I’m nitpicking. Dishonored is a fine game by any measure, and it represents the ethos of its time. The level of polish and the bombastic stupidity that pervades its narrative are both quite in line with what developers and publishers expect nowadays. If that polish seems to lose something, or if it seems to streamline play in a way that takes away from the sense of constant discovery and violation that earlier games like Thief provided so well… Well, perhaps it’s time that we move past those elements of play. Perhaps they’re no longer quite so critical to us. Perhaps they stand in the way of marketing and selling games. Looking Glass Studios, after all, was famously shuttered after Thief 2. The games that seem to captivate me, the games that have these deep rooted systems that orient themselves away from ease and into a sort of high-art-high-concept delivery of content are perhaps destined to go the way of the dinosaur (or, in the manner of Evoland, a game that thoroughly plays with such conceits, the way of indie games, which is considerably more optimistic).

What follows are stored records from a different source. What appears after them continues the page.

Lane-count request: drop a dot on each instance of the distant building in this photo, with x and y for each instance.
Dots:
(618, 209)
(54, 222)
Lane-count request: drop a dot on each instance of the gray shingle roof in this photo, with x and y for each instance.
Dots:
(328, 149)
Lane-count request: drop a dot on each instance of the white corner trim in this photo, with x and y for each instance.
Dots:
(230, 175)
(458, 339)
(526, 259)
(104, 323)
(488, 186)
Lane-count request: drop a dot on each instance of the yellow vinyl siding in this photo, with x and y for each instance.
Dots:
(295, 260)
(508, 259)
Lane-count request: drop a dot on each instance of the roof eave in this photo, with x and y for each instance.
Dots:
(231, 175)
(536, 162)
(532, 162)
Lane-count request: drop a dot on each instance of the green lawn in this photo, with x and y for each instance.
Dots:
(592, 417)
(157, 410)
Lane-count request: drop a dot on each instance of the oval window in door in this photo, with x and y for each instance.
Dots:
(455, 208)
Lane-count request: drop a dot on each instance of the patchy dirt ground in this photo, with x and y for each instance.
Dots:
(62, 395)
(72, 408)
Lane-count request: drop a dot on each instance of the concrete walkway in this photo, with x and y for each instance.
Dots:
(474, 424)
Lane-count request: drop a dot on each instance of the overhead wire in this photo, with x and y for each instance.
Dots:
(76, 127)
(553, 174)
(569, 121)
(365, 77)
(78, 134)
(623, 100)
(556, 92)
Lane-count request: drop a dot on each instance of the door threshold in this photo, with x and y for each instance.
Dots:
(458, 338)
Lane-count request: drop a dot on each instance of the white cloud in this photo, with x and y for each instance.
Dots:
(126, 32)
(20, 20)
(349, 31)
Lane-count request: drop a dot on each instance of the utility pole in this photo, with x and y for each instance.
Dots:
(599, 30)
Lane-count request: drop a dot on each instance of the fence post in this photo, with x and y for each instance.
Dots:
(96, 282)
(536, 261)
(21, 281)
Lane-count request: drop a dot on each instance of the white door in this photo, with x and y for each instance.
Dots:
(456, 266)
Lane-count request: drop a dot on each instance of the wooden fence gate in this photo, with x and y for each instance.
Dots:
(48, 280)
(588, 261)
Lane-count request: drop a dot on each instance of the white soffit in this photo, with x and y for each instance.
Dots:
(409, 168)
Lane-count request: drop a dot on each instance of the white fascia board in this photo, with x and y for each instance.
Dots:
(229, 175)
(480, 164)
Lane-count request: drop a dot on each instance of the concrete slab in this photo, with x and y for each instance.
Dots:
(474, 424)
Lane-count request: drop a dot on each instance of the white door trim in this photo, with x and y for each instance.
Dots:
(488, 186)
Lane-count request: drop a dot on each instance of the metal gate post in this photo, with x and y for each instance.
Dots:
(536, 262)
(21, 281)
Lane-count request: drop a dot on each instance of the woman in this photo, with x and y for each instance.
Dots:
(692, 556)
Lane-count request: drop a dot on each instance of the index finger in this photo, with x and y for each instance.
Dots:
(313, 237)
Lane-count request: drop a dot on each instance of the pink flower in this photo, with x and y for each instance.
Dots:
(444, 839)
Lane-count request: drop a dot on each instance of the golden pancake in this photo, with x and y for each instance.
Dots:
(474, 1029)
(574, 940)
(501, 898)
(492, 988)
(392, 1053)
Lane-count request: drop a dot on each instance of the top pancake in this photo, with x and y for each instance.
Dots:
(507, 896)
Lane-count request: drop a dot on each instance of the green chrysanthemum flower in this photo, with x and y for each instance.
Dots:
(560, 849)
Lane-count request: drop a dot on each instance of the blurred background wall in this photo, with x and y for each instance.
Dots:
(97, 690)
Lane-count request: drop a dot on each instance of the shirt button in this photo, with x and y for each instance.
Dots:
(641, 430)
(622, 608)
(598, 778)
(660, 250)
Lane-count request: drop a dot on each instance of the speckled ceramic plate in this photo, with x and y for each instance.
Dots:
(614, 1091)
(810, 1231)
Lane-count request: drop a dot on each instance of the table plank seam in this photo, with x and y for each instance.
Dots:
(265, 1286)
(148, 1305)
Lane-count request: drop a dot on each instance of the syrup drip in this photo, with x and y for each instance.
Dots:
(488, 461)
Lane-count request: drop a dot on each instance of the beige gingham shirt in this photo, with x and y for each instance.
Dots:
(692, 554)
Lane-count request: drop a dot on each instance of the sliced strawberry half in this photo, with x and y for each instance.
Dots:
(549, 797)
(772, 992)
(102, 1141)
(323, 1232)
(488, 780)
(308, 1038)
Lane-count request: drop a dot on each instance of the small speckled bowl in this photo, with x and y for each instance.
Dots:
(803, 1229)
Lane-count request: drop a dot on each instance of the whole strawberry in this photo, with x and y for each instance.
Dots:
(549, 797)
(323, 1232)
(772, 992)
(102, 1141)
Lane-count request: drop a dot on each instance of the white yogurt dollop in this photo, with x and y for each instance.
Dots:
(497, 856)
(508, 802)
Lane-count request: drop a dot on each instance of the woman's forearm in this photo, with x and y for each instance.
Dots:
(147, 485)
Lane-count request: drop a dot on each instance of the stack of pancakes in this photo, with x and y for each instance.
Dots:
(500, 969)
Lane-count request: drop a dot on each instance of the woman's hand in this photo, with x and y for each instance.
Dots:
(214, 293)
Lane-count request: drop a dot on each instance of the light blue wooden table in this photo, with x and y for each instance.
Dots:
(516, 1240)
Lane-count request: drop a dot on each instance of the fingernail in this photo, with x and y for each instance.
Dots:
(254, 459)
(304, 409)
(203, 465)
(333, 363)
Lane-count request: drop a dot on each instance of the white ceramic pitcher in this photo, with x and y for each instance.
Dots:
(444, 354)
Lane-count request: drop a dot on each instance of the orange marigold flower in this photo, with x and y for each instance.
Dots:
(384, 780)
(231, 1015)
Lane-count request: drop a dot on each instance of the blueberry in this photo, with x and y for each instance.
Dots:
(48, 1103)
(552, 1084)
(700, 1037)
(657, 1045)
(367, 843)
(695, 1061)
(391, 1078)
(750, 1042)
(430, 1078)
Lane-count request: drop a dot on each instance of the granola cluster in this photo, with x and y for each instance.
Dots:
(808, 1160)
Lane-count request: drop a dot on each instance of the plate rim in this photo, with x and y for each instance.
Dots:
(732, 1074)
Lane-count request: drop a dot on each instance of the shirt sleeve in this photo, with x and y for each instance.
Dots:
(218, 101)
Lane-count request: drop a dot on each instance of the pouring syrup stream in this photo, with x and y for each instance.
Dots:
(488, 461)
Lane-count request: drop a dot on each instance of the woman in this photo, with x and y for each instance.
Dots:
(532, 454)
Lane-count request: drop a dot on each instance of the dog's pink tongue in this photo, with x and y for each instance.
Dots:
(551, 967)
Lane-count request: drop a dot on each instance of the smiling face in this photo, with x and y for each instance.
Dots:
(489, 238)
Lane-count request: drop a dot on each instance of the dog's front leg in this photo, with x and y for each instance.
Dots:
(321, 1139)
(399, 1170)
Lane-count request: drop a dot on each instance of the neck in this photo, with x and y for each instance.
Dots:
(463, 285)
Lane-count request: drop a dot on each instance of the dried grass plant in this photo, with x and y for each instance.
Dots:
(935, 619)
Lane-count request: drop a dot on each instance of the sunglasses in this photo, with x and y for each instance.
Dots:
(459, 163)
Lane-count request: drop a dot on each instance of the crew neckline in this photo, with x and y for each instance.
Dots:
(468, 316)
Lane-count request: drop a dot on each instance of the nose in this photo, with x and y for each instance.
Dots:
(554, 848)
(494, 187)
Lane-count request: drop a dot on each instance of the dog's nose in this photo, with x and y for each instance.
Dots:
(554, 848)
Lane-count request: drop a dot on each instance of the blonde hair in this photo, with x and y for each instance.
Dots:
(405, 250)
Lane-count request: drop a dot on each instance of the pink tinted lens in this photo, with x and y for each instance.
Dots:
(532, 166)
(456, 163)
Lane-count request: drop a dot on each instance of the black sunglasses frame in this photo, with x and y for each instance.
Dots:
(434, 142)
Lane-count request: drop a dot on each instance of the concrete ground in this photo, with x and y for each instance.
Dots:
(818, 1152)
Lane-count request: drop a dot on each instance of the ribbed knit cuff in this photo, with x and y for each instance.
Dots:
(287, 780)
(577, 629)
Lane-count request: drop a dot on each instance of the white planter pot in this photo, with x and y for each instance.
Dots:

With a new Thief game in the works, a new Thief game that sounds a great deal like the recent Deus Ex reboot, I’m feeling anxious. A generation of gamers will grow up thinking that stealth involves being able to slow down time and illuminate darkened areas of the map without consequence. They’ll never know the joy of the light gem or the rush of tossing a flashbang into a room and knocking out three guards before they recover from the blast. The sense of hopelessness as a burren chases you down a tunnel will be nothing to these youth who, so prone to being told how to go places, would simply find the original games puzzling and frustrating. Are they right? Are these games we once pored over too hard? Or did they simply ask more of us, an uncomfortable prospect for gamers used to having their victories handed to them? The loss of Stephen Russell from the next Thief game in favor of “an actor who can perform his own stunts” does not augur well in my mind. It’s nice to see the stealth, or action-stealth as many call it, genre growing stronger in recent years. I just worry that the action will overpower the stealth until the careful, sweeping eye old stealth games demanded of their players is no longer even a relevant aspect of gameplay.